DP optimization - Monotone-Queue Optimization
tags:icpc
algorithm
dp
dp-optimization
monotone-queue
Outline
Monotone Queue & Relation with DP
To understand what it is, we first look at a problem:
Minimum value in a sliding window
Given an sequence $A_1, A_2, \dots, A_N$ and a integer $K$, for every $1\le i\le N - K + 1$, find $\min_{i\le j \le i + k - 1} A_j$.

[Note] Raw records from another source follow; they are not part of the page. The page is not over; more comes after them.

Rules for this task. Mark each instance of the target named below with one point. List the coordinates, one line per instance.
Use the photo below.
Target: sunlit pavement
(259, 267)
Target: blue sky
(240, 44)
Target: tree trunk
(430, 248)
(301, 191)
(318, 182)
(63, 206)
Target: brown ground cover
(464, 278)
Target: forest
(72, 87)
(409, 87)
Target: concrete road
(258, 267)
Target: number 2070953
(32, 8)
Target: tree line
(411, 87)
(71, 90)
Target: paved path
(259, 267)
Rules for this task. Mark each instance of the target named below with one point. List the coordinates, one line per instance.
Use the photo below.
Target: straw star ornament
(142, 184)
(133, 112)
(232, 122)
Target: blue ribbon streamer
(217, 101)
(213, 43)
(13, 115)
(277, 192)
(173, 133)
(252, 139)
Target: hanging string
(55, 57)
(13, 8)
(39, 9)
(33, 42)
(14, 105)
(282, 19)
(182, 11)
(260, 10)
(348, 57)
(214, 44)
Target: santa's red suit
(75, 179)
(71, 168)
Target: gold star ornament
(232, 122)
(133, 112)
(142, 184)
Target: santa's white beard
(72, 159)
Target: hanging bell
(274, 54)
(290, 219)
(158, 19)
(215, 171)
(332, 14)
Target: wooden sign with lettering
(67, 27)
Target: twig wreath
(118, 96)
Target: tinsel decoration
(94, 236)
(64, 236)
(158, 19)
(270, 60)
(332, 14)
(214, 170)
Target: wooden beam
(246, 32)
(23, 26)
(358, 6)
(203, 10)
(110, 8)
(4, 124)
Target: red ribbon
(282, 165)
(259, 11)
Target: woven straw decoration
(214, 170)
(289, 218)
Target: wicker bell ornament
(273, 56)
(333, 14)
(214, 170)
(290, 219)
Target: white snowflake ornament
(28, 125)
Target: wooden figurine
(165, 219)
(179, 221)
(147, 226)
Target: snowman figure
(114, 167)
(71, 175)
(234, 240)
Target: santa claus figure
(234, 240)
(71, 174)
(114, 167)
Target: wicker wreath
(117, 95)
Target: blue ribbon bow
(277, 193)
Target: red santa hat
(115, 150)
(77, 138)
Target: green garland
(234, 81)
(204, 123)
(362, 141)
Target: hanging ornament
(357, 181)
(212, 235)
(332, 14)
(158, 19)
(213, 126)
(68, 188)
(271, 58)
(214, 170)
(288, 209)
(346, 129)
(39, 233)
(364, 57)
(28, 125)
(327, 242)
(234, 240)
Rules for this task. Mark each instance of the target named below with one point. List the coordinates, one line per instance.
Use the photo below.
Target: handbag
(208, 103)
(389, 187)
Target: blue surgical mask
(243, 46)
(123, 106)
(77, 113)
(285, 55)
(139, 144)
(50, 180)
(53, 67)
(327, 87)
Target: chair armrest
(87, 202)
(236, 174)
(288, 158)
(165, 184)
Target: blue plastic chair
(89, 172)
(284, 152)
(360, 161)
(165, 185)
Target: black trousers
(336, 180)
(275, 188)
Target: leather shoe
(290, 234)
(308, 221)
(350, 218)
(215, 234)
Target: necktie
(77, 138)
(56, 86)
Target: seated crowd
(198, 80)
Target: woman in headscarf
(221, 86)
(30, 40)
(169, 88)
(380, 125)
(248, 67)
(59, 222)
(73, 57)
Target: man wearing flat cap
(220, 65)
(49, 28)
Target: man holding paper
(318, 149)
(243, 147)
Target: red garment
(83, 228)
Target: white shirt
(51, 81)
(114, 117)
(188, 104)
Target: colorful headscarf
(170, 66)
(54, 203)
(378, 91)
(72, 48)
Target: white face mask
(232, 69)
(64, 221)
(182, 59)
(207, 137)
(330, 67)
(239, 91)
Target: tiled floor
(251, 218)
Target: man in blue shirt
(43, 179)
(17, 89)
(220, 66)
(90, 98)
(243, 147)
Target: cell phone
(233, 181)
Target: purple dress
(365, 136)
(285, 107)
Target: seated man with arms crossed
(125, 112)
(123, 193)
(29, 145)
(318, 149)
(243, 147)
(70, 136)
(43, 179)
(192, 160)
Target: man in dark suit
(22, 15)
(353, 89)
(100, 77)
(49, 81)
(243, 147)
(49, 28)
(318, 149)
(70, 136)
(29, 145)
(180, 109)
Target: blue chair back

This can be solved with monotone queue in $O(N)$ time complexity. This link explained it thoroughly. My implementation is given below:
deque<pair<int, int> > dq; // <id, value>
for(int i = 1, j = 1 ; i <= n - k + 1 ; ++i) {
// pop : remove expired elements
while(!dq.empty() && dq.front().first < i) dq.pop_front();
// push : add new element
while(j <= n && j <= i + k - 1) {
// We want to put A_j into the deque
// First, remove elements that is useless
while(!dq.empty() && A[j] <= dq.back().second) dq.pop_back();
// Then, put it in
dq.push_back({j, A[j]}), ++j;
}
// value of min { A_i, A_{i + 1}, ..., A_{i + k - 1} }
cout << dq.front().second << '\n';
}
So what’s the relation between Monotone queue and DP ? Sometimes calculating DP you may encounter similar problems above i.e. maximum / minimum value for consecutive $k$ elements. See example problems below to understand more.
Example problems
CF1077F - Pictures with Kittens
Problem description
You’re given a sequence of number $A_1, A_2, \dots, A_N$, please choose exactly $X$ numbers out of them. Moreover, if the index you chose is $x_1, x_2, \dots, x_X, x_1 \lt x_2 \lt \dots x_X$, they need to satisfy $x 3, \dots, X$. In other words, at least one number in every $K$ consecutive number must been chosen.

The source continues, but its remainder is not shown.